Google Ratchets Up the Rhetoric as It Steels for Microsoft Office 2010
Microsoft Office 2010 launches from beta May 12 with its sights set squarely on Google Apps, Google's Web-based collaboration suite.
True to Microsoft's software-plus-services practice, Office 2010 includes all of the on-premises Office tools users have been using for the last 15-plus years, plus Web-based editions of OneNote, Excel, Word and PowerPoint Microsoft users may access through their Web browser.
It is, bar none, a blatant shot across the bow of Google, which launched a pre-emptive strike May 11 with in a blog post straight from the Googleplex.
The simply titled "Upgrade Here" is a frank and unabashed offer to customers. Google Enterprise Product Management Director Matthew Glotzbach noted:
If you're considering upgrading Office with Office, we'd encourage you to consider an alternative: upgrading Office with Google Docs. If you choose this path, upgrade means what it's supposed to mean: effortless, affordable, and delivering a remarkable increase in employee productivity. This is a refreshing alternative to the expensive and laborious upgrades to which IT professionals have become accustomed.

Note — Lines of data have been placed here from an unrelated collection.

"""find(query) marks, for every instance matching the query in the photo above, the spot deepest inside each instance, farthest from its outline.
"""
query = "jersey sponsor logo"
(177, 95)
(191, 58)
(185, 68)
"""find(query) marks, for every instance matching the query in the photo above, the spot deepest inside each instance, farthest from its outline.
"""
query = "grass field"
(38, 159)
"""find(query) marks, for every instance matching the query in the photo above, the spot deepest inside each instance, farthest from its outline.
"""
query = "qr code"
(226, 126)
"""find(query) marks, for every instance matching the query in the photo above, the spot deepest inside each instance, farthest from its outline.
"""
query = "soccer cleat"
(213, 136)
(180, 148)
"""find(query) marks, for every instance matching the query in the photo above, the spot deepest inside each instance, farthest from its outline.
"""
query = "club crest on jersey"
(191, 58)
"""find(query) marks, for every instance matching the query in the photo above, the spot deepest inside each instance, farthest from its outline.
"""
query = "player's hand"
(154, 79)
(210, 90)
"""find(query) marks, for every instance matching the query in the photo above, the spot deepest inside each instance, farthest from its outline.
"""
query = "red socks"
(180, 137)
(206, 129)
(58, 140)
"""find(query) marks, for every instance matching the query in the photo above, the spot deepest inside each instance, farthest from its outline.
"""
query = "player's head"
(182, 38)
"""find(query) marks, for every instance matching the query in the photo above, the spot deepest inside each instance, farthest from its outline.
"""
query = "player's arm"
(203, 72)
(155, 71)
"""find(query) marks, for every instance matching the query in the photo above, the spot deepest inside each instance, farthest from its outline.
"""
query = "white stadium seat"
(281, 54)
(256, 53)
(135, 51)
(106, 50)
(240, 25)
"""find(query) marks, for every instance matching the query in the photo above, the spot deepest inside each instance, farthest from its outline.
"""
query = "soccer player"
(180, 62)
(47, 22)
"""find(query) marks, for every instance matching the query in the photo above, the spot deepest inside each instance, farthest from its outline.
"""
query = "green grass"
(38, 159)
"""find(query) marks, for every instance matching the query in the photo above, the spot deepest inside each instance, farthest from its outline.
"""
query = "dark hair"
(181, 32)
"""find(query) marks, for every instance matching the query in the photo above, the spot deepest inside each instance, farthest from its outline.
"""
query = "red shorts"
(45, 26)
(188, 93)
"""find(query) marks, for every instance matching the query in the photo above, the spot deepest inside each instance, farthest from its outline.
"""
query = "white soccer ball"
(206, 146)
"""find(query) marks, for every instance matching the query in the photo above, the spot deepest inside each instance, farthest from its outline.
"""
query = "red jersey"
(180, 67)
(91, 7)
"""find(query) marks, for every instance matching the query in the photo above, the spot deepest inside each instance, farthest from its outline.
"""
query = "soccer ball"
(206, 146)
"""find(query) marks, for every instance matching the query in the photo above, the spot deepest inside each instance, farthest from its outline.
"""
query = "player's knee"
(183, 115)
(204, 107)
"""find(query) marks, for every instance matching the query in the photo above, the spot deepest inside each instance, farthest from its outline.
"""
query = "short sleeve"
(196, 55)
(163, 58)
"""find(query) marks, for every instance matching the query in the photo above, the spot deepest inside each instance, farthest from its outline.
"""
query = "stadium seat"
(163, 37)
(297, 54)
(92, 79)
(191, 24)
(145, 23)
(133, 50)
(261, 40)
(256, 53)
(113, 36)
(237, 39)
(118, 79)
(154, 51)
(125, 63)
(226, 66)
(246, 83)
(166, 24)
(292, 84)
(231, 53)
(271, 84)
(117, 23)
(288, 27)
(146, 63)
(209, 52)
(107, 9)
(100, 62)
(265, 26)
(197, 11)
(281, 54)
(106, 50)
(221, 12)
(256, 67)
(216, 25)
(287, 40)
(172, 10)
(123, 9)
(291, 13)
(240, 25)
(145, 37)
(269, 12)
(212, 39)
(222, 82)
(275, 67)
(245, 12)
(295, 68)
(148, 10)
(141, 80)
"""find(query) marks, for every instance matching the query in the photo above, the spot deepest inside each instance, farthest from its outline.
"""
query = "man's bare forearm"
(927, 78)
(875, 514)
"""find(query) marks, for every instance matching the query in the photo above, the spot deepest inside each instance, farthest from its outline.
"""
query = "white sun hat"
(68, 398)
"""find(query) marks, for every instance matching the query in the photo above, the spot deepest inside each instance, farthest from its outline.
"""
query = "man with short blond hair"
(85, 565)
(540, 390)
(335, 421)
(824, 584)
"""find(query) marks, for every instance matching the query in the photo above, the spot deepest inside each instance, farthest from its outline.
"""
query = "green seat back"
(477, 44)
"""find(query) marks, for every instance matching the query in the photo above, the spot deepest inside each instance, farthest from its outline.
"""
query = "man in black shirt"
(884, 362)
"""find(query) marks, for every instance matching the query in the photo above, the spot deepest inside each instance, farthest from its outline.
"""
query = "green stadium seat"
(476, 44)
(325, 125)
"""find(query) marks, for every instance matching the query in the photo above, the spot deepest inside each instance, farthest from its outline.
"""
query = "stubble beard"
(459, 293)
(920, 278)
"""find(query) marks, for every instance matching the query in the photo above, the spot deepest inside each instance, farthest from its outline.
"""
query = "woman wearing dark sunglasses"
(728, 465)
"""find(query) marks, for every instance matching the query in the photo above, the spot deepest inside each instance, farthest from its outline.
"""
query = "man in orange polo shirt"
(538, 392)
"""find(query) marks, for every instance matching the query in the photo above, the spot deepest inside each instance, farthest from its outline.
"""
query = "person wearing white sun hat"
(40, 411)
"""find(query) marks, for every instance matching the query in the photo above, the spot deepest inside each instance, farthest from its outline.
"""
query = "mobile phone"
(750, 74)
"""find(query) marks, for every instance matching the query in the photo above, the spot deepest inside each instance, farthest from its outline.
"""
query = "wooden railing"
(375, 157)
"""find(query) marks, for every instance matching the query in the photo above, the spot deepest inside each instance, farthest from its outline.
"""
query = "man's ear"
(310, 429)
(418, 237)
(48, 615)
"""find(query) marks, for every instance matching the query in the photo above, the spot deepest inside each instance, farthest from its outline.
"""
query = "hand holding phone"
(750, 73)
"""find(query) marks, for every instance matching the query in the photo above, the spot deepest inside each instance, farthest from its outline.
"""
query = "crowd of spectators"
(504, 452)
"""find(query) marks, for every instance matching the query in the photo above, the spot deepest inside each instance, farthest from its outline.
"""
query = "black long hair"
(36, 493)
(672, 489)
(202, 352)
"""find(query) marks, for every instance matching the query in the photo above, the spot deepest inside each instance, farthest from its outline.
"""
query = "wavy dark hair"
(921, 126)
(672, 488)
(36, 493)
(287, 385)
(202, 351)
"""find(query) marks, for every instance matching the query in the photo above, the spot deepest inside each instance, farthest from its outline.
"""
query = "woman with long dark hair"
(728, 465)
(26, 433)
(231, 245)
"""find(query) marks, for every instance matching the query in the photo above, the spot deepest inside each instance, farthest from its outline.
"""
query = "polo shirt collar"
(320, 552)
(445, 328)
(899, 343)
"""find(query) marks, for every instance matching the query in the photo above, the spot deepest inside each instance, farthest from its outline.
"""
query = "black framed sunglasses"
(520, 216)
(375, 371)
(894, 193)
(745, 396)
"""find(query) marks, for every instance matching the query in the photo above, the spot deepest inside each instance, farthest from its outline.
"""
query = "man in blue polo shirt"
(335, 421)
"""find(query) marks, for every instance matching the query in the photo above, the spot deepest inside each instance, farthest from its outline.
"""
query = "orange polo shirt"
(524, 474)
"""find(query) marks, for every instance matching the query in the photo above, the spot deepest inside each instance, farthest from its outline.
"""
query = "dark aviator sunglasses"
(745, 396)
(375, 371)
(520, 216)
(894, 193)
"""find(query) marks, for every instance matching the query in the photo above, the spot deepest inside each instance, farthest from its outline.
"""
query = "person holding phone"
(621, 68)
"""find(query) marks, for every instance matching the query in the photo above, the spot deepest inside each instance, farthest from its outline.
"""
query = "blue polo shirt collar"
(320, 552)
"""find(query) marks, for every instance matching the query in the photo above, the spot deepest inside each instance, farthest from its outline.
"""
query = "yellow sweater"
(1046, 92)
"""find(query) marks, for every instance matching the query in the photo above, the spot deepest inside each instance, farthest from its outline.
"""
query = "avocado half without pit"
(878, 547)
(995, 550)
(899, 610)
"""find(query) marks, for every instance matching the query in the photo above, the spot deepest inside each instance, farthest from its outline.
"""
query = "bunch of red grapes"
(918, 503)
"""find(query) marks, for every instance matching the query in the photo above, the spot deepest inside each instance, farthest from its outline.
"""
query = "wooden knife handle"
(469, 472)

Ouch, ouch and ouch. All body blows to the Microsoft Monster that is Office, which has racked up some 500 million-plus business seats in the last 15 years and made serious coin charging users licensing and maintenance fees.
Glotzbach goes on to tout Google Docs, the Office rival suite of cloud-based documents, spreadsheets and presentations.
Acknowledging that most users have Office 2003 or 2007, Glotzbach notes that Google Docs "makes Office 2003 and 2007 better."
When Google fully integrates its acquisition of DocVerse, users will be able to essentially enable Office 2003 and 2007 documents, spreadsheets and presentations for the cloud.
Google offers this cost comparison chart, intended as the final dagger to aid users' decision making:
As you can see, Office Professional 2010 costs $499 for a perpetual license, compared with $50 per user per year for Google Apps Premier Edition. Moreover, Office customers have to pay more for SharePoint 2010, CALs and servers and such. Crazy.
I've always wondered why any startup or even big company crimped for cash would ever go with Office in the last three years. Financially, it just doesn't make sense. Maybe folks have a cloud hang-up, but I digress.
Of course, there are two sides to every story, and that is just as true for the collaboration software market. Industry analysts appreciate Google Apps, but they acknowledge Microsoft products as the lords of the collaboration domain.
Forrester Research analyst Sheri McLeish noted May 11 that 81 percent of enterprises are running Office 2007, with 78 percent supporting SharePoint, compared with only 4 percent using Google Apps. Seriously, see the chart:
That's a huge lead and quite possibly insurmountable if even a portion of those users slide over to Office 2010 Web apps instead of Google Apps.
Noting that Google Apps and other Office and SharePoint alternatives lack the necessary maturity for the bulk of today's enterprises, McLeish puts the nail in the Google Apps coffin here:
Microsoft's dominance in the enterprise productivity and collaboration space will grow stronger with 2010, given the level of commitment to the platform expressed by firms that Forrester surveyed. Extending integration between Office and SharePoint will create further lock-in and drive an expanding ecosystem of Microsoft partners seeking to add value and ride the wave.
Funny though, these reports have been coming out of Forrester, IDC and Gartner forever and Google executives remain unbowed. Read this fun CNET interview with Google Enterprise President Dave Girouard.
The piece has the same tenor from comments I gleaned from Jonathan Rochelle, product manager for Google Docs and Sites, when we met in person last week. Afraid of Office 2010 he is not.
Rochelle believes Microsoft is offering a mix of on-premises and online programs that will confuse the market:
I really, truly believe that the complexity of what you need from that set of tools to get what we offer today by just basically signing in is going to be difficult for consumers and businesses. That talks to the difference [between Google Apps and Office 2010]. The difference between our platforms is that we offer simplicity.
Google Apps beats Office 2010 on cost and simplicity, particularly because it has zero reliance on on-premises architecture, is my takeaway from Girouard and Rochelle.
Of course, it's hard not to get excited about Google Apps when you read accounts from high-tech legends such as Sun Microsystems co-founder (and, it should be noted, Google investor) Andy Bechtolsheim, who wrote this glowing blog post.
Still, one can't help but look at Forrester's numbers. They say numbers don't lie and while the numbers could change, the question is whether or not they will given that Microsoft has joined Google in the cloud.